Десять заповедей - Сорокин Вячеслав 7 стр.


Локк полагает, что невозможно назвать хотя бы одно моральное положение, с которым будут согласны все[14]. Из этого он делает вывод, что нет таких положений. Между тем из этого следует лишь, что такие положения неформулируемы в слове. Легко сформулировать заповедь «Не убий!», но невозможно сформулировать эту заповедь в таком виде, чтобы согласие с ней всех стало необходимым. Легко найти аргументы, дозволяющие убийство в каком-то случае; но не аргументы, дозволяющие всякое убийство. Оттого, что не могут быть найдены подходящие слова для обоснования морального принципа, не следует, что отсутствует сам этот принцип. Принцип может восприниматься внутренним чувством, но слово  слишком неподходящий инструмент, чтобы возможно было с его помощью представить непозволительность поступка в такой же убедительной форме, в какой его непозволительность очевидна непосредственно. Неописуемы в словах и чувства, но из этого никто не сделает вывод, что чувств нет или что одни люди способны к одним, а другие к совершенно иным по сущности чувствам, которые первым неведомы. Неописуемо в словах и чувство долга, тем не менее каждый знает, что это такое. Неописуемы и качества вещей, но они легко узнаваемы, и так же обстоит дело с моральным чувством и моральными принципами.

Моральное веление проявляет себя как особого рода внутреннее принуждение поступить так-то. Ни один поступок не следует из своих обстоятельств с логической необходимостью. Поступок становится неизбежным в результате морального веления; но бессмысленно пытаться побудить человека к совершению поступка или к отказу от него предложениями в повелительной форме типа «Не кради!» или «Не убей!». Моральное веление может быть действенным.

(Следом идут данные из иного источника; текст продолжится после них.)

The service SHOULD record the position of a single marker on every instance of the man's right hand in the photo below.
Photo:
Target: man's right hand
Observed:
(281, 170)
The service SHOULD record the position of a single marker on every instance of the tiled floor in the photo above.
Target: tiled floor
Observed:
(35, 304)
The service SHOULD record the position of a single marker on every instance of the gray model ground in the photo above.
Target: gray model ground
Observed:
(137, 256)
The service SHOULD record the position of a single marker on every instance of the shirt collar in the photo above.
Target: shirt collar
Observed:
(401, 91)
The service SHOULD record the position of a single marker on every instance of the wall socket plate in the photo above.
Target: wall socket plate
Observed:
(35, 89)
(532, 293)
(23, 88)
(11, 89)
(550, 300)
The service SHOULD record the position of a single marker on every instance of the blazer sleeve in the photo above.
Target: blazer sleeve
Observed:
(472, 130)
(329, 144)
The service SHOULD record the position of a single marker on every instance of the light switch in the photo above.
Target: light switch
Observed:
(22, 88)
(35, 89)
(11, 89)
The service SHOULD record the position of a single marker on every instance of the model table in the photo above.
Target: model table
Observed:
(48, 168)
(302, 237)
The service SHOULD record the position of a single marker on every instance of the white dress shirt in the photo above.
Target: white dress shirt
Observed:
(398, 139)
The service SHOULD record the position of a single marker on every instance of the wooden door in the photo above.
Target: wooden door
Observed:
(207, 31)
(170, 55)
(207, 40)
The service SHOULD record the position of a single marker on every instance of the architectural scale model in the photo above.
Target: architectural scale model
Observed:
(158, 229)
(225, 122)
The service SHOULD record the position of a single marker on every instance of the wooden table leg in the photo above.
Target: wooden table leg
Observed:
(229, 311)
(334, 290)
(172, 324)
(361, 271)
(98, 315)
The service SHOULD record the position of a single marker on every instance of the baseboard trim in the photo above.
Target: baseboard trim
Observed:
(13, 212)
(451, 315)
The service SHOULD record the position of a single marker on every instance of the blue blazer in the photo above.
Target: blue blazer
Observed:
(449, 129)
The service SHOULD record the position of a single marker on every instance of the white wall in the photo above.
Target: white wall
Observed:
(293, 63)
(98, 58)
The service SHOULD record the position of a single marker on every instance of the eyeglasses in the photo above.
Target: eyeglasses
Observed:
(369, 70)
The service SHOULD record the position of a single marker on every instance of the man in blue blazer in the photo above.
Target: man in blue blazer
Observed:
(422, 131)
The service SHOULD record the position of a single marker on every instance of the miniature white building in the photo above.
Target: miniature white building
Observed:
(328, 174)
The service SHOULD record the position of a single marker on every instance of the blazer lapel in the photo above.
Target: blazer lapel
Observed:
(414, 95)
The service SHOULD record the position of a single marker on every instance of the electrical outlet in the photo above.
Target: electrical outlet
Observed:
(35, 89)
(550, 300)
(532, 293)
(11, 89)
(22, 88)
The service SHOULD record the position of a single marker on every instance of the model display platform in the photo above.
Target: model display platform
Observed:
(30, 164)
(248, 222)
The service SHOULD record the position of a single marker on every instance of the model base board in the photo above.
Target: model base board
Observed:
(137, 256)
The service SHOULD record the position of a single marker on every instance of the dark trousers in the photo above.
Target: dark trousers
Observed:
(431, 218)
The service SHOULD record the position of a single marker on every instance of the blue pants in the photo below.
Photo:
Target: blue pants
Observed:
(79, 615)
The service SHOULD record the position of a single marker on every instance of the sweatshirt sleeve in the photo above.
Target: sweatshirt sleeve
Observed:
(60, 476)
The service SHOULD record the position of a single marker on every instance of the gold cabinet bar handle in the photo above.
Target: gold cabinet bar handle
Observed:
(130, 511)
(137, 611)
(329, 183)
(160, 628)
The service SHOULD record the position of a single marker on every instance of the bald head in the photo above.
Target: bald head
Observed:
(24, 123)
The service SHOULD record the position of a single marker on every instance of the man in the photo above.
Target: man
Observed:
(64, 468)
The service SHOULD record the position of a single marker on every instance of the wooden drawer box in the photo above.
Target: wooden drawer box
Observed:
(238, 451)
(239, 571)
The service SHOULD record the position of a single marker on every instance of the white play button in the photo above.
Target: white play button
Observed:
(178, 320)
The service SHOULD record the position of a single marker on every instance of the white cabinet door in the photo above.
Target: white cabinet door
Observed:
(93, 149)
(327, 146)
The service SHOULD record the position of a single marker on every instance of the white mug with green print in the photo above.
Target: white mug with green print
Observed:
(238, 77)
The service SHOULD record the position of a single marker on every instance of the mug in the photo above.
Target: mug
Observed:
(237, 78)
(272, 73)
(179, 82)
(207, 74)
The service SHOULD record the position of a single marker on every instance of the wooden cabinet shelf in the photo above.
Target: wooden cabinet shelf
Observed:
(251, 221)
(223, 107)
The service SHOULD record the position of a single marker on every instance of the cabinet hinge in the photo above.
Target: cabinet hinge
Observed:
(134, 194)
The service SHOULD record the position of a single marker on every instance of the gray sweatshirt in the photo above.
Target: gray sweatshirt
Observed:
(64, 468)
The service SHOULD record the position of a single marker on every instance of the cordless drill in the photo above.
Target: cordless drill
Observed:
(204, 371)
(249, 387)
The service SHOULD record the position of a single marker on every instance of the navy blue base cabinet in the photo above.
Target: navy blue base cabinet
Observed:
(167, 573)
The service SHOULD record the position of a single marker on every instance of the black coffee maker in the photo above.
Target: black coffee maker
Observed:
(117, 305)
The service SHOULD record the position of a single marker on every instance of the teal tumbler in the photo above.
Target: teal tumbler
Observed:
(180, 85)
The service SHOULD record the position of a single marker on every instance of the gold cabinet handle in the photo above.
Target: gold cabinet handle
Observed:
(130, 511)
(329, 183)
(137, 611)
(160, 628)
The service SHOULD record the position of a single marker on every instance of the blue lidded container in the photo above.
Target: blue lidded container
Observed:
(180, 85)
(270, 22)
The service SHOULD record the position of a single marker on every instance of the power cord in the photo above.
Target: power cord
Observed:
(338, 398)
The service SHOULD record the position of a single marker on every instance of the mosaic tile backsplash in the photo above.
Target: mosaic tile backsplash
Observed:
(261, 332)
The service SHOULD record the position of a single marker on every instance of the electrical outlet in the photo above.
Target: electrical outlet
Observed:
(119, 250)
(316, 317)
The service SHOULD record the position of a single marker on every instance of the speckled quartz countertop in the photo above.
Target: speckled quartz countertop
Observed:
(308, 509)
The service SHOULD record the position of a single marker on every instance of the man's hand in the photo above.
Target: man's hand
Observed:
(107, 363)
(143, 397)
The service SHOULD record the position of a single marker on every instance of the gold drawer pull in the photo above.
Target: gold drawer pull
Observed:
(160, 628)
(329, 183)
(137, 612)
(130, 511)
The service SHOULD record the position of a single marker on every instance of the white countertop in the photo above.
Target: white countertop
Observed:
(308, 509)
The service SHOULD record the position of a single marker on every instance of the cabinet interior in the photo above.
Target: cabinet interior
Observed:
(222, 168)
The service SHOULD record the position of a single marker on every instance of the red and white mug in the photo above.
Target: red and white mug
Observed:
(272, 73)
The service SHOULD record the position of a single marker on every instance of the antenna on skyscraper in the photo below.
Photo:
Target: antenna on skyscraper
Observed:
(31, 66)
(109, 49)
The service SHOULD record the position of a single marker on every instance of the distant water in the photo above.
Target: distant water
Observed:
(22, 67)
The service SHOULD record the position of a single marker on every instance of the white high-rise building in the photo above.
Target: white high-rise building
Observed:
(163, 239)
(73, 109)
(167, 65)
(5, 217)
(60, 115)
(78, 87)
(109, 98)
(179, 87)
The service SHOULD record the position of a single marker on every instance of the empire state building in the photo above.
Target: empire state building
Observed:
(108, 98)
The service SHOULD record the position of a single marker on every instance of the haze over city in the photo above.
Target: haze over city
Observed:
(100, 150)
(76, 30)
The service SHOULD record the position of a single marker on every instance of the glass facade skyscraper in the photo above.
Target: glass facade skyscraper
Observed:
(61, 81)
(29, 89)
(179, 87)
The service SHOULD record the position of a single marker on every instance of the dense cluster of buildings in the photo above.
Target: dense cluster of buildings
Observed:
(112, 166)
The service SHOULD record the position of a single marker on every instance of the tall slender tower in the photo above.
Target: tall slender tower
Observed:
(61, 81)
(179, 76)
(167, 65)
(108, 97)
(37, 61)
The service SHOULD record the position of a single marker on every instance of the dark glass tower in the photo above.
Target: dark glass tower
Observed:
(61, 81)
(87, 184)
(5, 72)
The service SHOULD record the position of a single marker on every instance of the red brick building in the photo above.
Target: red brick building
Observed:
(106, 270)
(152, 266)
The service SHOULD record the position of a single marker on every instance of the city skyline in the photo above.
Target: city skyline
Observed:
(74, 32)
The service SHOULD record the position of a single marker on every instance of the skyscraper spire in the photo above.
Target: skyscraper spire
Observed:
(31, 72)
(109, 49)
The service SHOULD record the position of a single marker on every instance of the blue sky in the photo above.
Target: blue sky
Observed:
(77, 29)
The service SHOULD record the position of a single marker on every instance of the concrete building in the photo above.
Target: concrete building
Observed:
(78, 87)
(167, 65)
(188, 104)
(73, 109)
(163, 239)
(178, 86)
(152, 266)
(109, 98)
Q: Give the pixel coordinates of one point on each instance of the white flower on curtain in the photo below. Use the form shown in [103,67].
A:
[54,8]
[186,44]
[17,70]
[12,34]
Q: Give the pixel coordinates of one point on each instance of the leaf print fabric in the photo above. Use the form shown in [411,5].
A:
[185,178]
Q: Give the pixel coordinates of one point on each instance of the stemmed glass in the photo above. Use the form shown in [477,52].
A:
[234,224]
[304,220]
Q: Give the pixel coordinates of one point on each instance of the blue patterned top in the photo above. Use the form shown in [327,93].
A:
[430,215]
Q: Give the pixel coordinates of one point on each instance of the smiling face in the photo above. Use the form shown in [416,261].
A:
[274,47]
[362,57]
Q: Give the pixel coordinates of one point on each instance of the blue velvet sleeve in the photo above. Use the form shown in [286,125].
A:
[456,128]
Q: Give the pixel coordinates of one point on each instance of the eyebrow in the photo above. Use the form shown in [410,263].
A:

Отдельным словом или предложением моральное веление не может быть вызвано в душе, но оно может быть вызвано описанием поступка, если при этом перечисляются такие характеристики поступка, которые в своей совокупности вызывают моральное одобрение или моральное негодование.

Осуждая или оправдывая убийство, мы можем в обоих случаях ошибиться. Следует ли из этого, что верная моральная оценка конкретного случая убийства невозможна? То, что убийство не всегда аморально,  неразрешимая проблема для богословов и философов-моралистов, связанных в своём мышлении и своих суждениях повелительной формулой «Не убий!». В скольких случаях возмущаются обстоятельствами убийства, а не фактом убийства! «Как поднялась рука этого человека на такое кровавое и страшное дело?» А если бы дело не было кровавым и страшным, осудили бы тот же поступок так же, как его осуждают за то, что он был кровавым и страшным? Неоспоримо, что убийц осуждают зачастую не за поступок, но за жестокие обстоятельства поступка. Тут сознание имеет дело с двумя предметами: с убийством и его обстоятельствами. Осуждается либо убийство, либо обстоятельства, либо то и другое, либо одно осуждается, а другое нет. Если убийца позаботился о том, чтобы не причинить боли и страданий жертве, кто-то увидит в этом даже признаки следования моральному закону.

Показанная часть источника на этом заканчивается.